Standing on the banks of that fabled river, I felt a deep connection to all the anglers who came before me. The rocks, the water, the trout themselves vibrated and flowed at a frequency that resonated across space and time. And I was amidst all of it, fingers trembling as I sought to attach the fly to the end of my tippet. The delicate dry fly was tied with great care. Perfectly proportioned wings, expertly wound hackle, and a finely dubbed body came together to perfectly imitate the pale mayflies that danced across the surface of the water. Although it was a facsimile, it should serve as a worthy surrogate.
With a drag free drift, I expected it to glide naturally over the lie of a healthy trout I had observed. With a quick flick of my fly rod, the line uncurled and propelled the gossamer-thin leader outward. The fly naturally followed; fluttering down with the whimsy of an actual insect caught in some heretofore unseen zephyr.
In those moments, time seems to stand still. The entire endeavor of angling crescendos in a series of events that are ever so still and ever so silent. Minute adjustments of the fly line were made with surgical precision. All the while, my attention was split between the fly itself and the position of the targeted fish. Eyes, unable to focus upon two objects at once, attempted to defy the laws of physics and dart quickly from one to the other. Then, the already protracted clock slowed even more. The trout, seeing or sensing a possible meal, changed the cadence of its tail ever so slightly.
Rising from the translucent depths, the figure of the healthy fish became more perceptible. Tilting its head upward, it hung in the current motionless. Like a still frame, the trout and the fly appeared to be frozen while being carried downstream in unison. The telltale white mouth was the only visual cue that something other than a dance was actually occurring.
But at the last minute the fish pulled out a hackle gauge, held it up to my fly, laughed a presumptuous laugh, and swam away.
I muttered a few choice words as I snapped my line back towards me. I grabbed the fly. It looked fine. Maybe I fudged it a little and used some hackle better suited for a 14 on a size 16 hook.
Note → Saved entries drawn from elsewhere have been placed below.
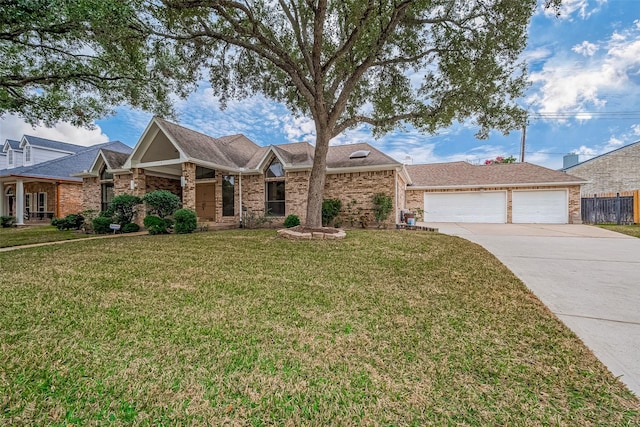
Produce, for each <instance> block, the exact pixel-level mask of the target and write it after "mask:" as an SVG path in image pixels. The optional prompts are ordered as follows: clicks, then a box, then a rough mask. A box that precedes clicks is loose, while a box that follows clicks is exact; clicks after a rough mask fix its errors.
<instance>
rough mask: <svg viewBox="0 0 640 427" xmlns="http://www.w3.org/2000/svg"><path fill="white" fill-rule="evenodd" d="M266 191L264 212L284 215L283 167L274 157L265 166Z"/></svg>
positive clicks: (270, 213) (283, 186) (279, 214)
mask: <svg viewBox="0 0 640 427" xmlns="http://www.w3.org/2000/svg"><path fill="white" fill-rule="evenodd" d="M265 175H266V178H265V180H266V184H265V185H266V191H265V195H266V198H267V201H266V203H265V213H266V214H267V215H274V216H284V212H285V203H284V200H285V197H284V169H283V167H282V163H280V161H279V160H278V159H277V158H274V159H273V160H272V161H271V163H270V164H269V167H268V168H267V172H266V173H265Z"/></svg>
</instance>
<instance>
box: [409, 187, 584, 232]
mask: <svg viewBox="0 0 640 427" xmlns="http://www.w3.org/2000/svg"><path fill="white" fill-rule="evenodd" d="M554 189H556V190H561V189H567V190H568V191H569V224H580V223H582V220H581V215H580V186H579V185H573V186H568V187H563V186H546V187H545V186H539V187H507V188H505V187H487V188H483V189H482V190H483V191H506V192H507V223H509V224H510V223H511V211H512V205H511V203H512V202H511V196H512V192H513V190H554ZM468 191H478V189H470V188H456V189H449V190H411V189H410V188H407V192H406V199H407V202H406V206H407V209H408V210H410V211H413V212H415V211H416V208H420V209H424V193H451V192H468Z"/></svg>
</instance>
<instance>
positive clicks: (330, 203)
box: [322, 199, 342, 226]
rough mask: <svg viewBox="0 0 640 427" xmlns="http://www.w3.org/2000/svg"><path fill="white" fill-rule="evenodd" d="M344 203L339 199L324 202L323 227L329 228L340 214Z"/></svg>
mask: <svg viewBox="0 0 640 427" xmlns="http://www.w3.org/2000/svg"><path fill="white" fill-rule="evenodd" d="M341 207H342V202H341V201H340V200H338V199H324V200H323V201H322V225H324V226H327V225H329V224H330V223H331V221H333V219H334V218H335V217H337V216H338V214H339V213H340V208H341Z"/></svg>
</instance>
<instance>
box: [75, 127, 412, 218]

But how was I supposed to know that these trout are not only discerning but downright pedantic?
“Forget this fly” was the general sentiment. Back into the rows of dainty little dries it went. Wings. Really? Like fish can actually see those two tiny feathers in all of that hackle.
As normally happens while fly fishing, I got frustrated by messing with fussy flies and whatever fussy fish might eat them. I went to The Box. The Box catches all the fish. The Box is filled with egg patterns, Walt’s Worms, little rubber flies, and woolly buggers… lots of woolly buggers.
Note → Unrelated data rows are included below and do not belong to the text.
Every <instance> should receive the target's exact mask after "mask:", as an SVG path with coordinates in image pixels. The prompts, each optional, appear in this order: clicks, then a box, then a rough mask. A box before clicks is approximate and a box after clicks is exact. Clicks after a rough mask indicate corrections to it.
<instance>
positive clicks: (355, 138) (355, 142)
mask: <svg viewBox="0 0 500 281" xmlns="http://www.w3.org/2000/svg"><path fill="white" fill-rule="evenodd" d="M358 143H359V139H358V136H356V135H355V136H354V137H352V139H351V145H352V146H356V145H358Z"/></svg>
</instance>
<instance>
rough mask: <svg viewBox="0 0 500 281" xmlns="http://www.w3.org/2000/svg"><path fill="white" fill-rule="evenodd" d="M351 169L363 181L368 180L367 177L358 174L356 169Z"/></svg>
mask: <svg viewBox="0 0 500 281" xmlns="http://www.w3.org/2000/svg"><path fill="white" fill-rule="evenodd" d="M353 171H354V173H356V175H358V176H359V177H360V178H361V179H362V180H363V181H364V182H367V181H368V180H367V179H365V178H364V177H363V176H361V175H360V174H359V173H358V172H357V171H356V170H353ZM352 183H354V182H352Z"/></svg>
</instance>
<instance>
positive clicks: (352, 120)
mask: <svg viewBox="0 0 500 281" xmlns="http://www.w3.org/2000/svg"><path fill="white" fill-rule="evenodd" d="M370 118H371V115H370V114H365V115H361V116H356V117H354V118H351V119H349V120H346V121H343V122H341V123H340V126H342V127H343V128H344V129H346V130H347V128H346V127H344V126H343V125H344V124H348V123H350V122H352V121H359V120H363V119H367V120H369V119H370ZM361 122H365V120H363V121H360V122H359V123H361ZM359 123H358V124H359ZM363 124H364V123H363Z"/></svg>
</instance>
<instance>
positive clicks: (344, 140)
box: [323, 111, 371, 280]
A woolly bugger it was. And a looker, it was not. Let’s just say that if this fly was in the lunch room, it would be eating by itself. Apparently the farmer provided the hackle specialized in heritage breeds of lopsided chickens. A couple of errant thread wraps left a good number of fibers pointing straight forward. Somehow the bead was crooked, I still don’t know I I did that.
I moved upstream a bit to where a culvert entered the creek. It had rusted through in some spots, and was covered in spider webs that were heavy with insects. I lobbed (not really a cast) the bugger just upstream, let it sink for a second, and then jigged it back towards me. Sure enough, a thick brook trout popped out of the drain to nail the fly. It put up a good fight, running downstream. As it swam into the hole below me, it gave the previous trout a good scare such that it dropped it’s hackle gauge and wet its pants.
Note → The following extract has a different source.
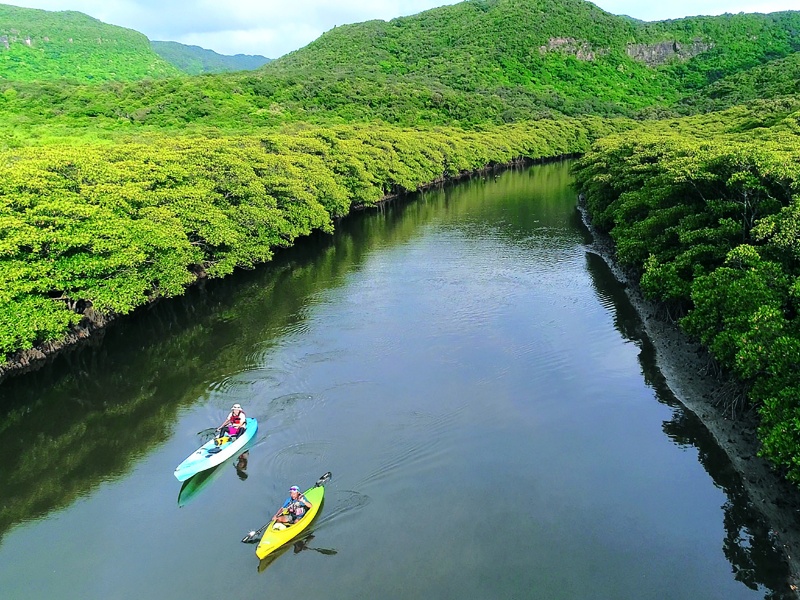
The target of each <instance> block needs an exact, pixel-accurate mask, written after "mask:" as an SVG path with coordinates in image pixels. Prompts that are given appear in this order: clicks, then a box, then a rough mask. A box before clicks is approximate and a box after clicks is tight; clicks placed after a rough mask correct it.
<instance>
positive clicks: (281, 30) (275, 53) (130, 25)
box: [0, 0, 798, 58]
mask: <svg viewBox="0 0 800 600" xmlns="http://www.w3.org/2000/svg"><path fill="white" fill-rule="evenodd" d="M0 1H2V0H0ZM10 1H11V2H13V3H14V4H16V5H18V6H27V7H30V8H43V9H46V10H77V11H80V12H83V13H86V14H88V15H91V16H93V17H95V18H98V19H100V20H101V21H105V22H106V23H112V24H114V25H121V26H123V27H130V28H131V29H136V30H137V31H141V32H142V33H144V34H145V35H146V36H147V37H149V38H150V39H153V40H174V41H178V42H183V43H190V44H196V45H198V46H202V47H204V48H211V49H213V50H216V51H217V52H221V53H224V54H237V53H244V54H262V55H264V56H268V57H270V58H277V57H278V56H281V55H283V54H286V53H287V52H290V51H292V50H296V49H297V48H300V47H301V46H304V45H306V44H308V43H309V42H311V41H313V40H314V39H316V38H317V37H319V35H321V34H322V33H323V32H325V31H327V30H329V29H331V28H332V27H333V26H334V25H344V24H346V23H357V22H361V21H367V20H370V19H384V20H389V19H392V18H395V17H399V16H405V15H411V14H416V13H418V12H421V11H423V10H427V9H429V8H433V7H436V6H442V5H445V4H455V1H454V0H452V1H448V0H404V1H401V0H370V1H365V0H338V1H336V2H332V1H331V0H290V1H288V2H287V1H286V0H282V1H277V0H261V1H258V0H227V2H220V1H219V0H184V1H168V0H10ZM595 4H597V5H598V6H600V7H601V8H602V9H604V10H606V11H608V12H611V13H614V14H627V15H629V16H631V17H635V18H637V19H642V20H647V21H652V20H660V19H675V18H679V17H683V16H686V15H698V14H707V15H710V14H722V13H724V12H730V13H738V12H773V11H778V10H792V9H796V8H798V6H797V4H798V0H763V1H758V0H694V1H687V0H673V1H671V2H660V3H651V2H647V3H644V2H641V0H597V1H596V2H595Z"/></svg>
Releasing the fish was an ordeal. I dropped some stuff in the creek and I got wet. The hook caught me as I dislodged it from the trout. It didn’t stick around for any pictures, either. Classy move. But it was a good fish: strong, resourceful, and willing to play ball.
I have nothing against shadow box-worthy flies. I am in awe of the men and women who can tie such things. There are trout out there that probably require flies that are put together at the molecular level. I’ve just never met them in person. Plus, I can’t offer them what they want. Me, I can tie a mean San Juan Worm – I even burn the tails..? heads..? rear ends..? to make them look all pretty. Those bugs, and the handful of others I’m barely adept at spinning, work more often than not. As a good friend of mine said, “Sometimes it pays to throw the biggest, ugliest fly in the box.”
Good sense.
There are flies that work on anglers and there are flies that work on trout. I hope no one finds out which is which.
And there are some that work on neither. I’ve tied a few of those in my days…
Great story ! I’m not sure how you knew the first fish wet his pants though ; but I’ll give it to you .
A good fly angler always carries a pH test kit.
I guess if I’ve learned anything in all the years I’ve been fishing, it’s not to take it personally when a trout refuses your best effort.
I agree. That’s why there are woolly buggers. The fly that says, “don’t get mad, get even.”
To paraphrase Dr. Bob Rotella, “Flytying is not a game of perfect”
I like it!
…and I had to Google Bob Rotella.
They need to make a superhero named woolly bugger. Woolly bugger to the rescue!! Good article and fish for sure don’t care if flies are perfect, I occasionally find really hungry fish that will even eat mine.
The Wondrous Woolly Bugger, & his sidekick: Squirmy Wormy Boy!